Sydney Harold John Malthouse was born in the Adelaide suburb of Bowden in 1896. Malthouses were long established in Adelaide, the first ones having arrived in the 1840s. Bowden was one of Adelaide’s poorest suburbs. Situated east of Port Road and only a short walk from Hindmarsh Oval. A maze of narrow streets and alleyways lined with small cheap cottages, it was home to Adelaide’s lowest paid workers and troublesome youth gangs.
Sydney Malthouse was a labourer when he enlisted in June 1915. His father (but not his mother) was illiterate, signing a “permission to enlist” letter with an X. Despite this unpromising background, Sydney Malthouse’s life began on a respectable path: he served in the cadets and he and his brother George played soccer for a Hindmarsh junior team.
The SABFA did not run a junior league competition- juniors played in reserve teams with some senior players, whilst some clubs, like Port and Hindmarsh, ran third teams which were entirely for juniors. The Frys Cocoa Cup was a junior trophy, with Port Adelaide the first winners in 1911.
Malthouse went with 10th Battalion reinforcements to Egypt in late 1915 where he was soon hospitalized with VD. He was gassed at Pozieres in July, and after recovering in hospital his military career seemed to run off the rails. It became a lengthy list of drunk, disobeying orders and AWOL charges. One incident of AWOL was so long it turned into “desertion” for which he was sentenced to prison, but it was commuted to a lesser punishment.

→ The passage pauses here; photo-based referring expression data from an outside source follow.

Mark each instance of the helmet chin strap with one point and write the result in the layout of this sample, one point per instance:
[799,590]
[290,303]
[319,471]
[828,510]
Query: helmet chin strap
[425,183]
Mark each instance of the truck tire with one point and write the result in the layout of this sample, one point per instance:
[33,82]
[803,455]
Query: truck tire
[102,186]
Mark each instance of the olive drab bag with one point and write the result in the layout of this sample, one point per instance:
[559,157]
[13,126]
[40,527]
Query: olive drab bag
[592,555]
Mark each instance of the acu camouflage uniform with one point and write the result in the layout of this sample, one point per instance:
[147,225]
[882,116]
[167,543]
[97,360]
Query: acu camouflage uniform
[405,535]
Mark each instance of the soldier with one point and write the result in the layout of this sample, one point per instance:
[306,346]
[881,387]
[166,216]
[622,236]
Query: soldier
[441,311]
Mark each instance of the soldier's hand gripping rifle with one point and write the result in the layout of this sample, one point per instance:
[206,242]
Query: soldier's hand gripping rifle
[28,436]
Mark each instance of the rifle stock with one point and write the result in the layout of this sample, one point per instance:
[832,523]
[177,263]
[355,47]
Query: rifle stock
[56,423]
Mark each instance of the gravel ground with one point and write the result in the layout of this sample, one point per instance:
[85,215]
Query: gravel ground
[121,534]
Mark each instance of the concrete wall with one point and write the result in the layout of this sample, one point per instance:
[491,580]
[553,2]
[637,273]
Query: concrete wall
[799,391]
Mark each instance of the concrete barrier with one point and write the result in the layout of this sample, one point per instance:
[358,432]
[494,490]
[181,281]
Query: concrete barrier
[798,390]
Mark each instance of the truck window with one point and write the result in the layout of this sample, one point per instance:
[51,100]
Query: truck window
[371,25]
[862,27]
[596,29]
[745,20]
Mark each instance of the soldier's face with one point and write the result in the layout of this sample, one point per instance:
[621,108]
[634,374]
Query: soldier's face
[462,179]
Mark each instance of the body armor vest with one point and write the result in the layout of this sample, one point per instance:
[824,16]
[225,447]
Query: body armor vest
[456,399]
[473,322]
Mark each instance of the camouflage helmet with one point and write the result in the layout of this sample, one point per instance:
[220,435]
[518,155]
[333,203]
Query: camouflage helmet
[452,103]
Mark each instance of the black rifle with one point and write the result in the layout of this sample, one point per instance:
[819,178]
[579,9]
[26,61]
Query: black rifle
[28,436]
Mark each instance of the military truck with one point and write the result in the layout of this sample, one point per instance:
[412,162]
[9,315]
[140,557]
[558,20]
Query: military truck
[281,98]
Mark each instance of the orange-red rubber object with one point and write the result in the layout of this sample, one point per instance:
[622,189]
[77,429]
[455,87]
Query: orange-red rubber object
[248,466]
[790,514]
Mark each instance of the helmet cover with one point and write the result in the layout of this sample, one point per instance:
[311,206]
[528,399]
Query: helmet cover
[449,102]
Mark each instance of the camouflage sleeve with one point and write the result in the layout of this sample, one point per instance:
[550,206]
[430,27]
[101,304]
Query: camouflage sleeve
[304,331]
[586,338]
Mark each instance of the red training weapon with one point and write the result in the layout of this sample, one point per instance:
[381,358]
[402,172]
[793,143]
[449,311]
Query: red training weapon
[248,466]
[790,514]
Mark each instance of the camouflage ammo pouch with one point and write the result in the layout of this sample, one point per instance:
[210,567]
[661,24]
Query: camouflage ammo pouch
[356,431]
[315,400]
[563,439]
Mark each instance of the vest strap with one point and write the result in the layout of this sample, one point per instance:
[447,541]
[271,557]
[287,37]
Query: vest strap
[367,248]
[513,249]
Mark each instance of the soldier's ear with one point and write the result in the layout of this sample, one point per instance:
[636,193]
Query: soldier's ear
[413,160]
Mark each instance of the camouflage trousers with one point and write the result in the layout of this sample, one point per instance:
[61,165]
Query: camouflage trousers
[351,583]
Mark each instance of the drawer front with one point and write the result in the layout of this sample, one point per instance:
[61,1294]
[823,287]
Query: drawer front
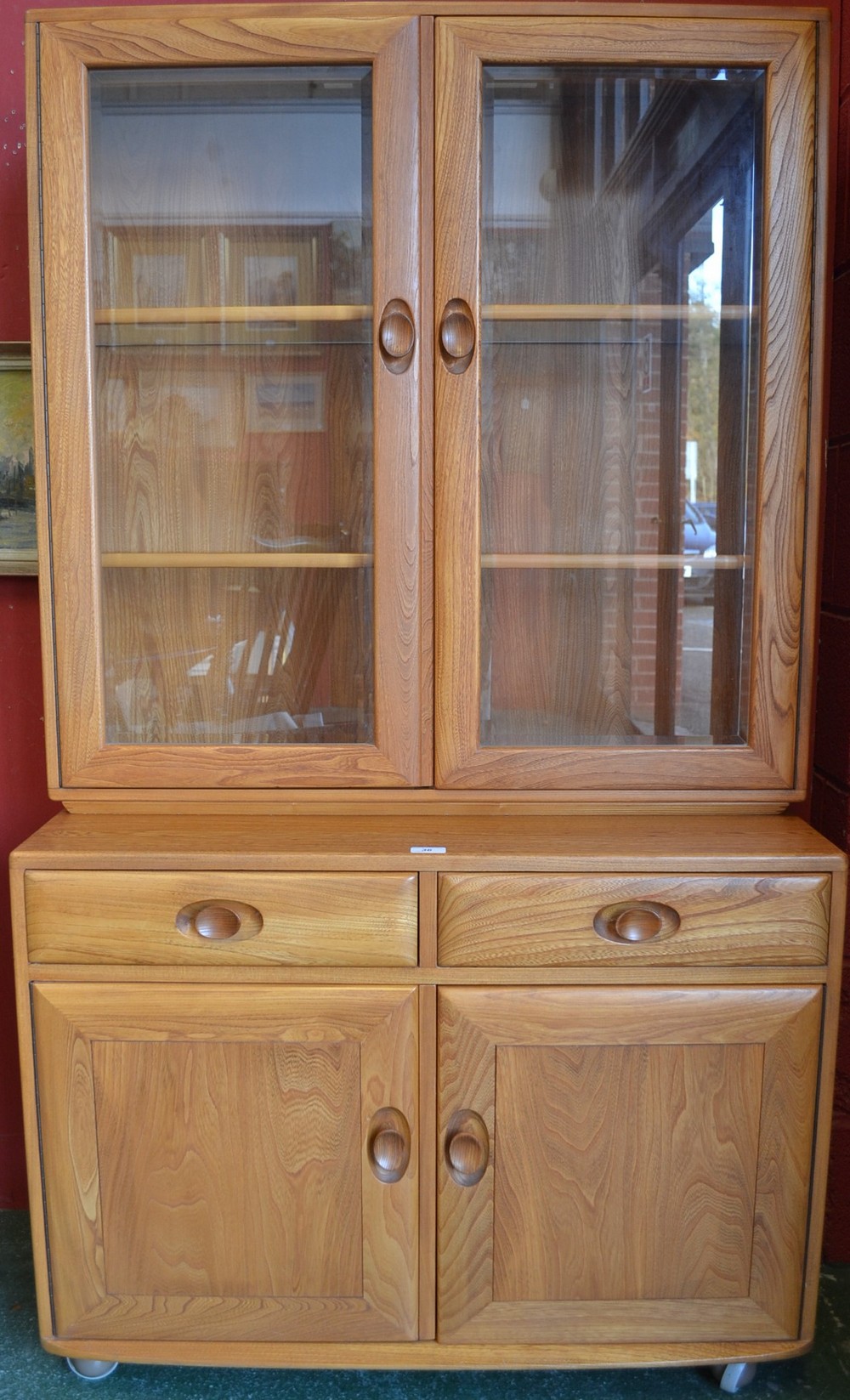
[206,919]
[573,920]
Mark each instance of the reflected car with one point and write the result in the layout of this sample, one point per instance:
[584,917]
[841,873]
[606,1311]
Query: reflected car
[699,541]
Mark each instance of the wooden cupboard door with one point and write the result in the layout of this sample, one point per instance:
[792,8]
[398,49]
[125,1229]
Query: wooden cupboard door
[625,1165]
[226,1164]
[233,400]
[623,301]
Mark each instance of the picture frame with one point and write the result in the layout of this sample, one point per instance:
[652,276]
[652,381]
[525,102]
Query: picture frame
[19,551]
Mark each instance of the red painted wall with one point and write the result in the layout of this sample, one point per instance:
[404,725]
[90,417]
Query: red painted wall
[23,791]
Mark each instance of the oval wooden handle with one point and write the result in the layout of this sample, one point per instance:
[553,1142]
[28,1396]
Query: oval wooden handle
[456,337]
[636,921]
[467,1147]
[397,337]
[218,920]
[388,1144]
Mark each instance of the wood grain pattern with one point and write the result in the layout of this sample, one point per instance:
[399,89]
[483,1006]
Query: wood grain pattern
[182,1216]
[527,920]
[619,843]
[691,1062]
[104,917]
[214,1170]
[640,1164]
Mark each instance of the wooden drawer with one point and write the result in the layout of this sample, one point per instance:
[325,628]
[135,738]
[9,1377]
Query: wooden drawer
[547,920]
[346,920]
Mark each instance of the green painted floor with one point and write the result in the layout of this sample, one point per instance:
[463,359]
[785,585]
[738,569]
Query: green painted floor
[28,1372]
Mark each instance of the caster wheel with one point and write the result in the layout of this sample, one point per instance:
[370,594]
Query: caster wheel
[734,1376]
[91,1369]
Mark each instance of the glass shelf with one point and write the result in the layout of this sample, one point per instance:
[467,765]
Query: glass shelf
[214,315]
[623,311]
[614,562]
[290,558]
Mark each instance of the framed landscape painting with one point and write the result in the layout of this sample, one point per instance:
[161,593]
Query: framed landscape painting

The final straw for the military authorities was recorded as “taking part in a mutiny” in 1918. He was sentenced to ten years in prison for this, but it was reduced to two after he returned to Australia.
Still a troubled soul after his return to Adelaide, Malthouse was charged with indecent assault on a 14 year old girl in 1923, but was acquitted. Sydney Malthouse died in Adelaide in 1957. Bowden and the neighbouring suburb of Brompton have been gentrified today, with greenspaces, tasteful graffiti artworks, community centers and coffee shops.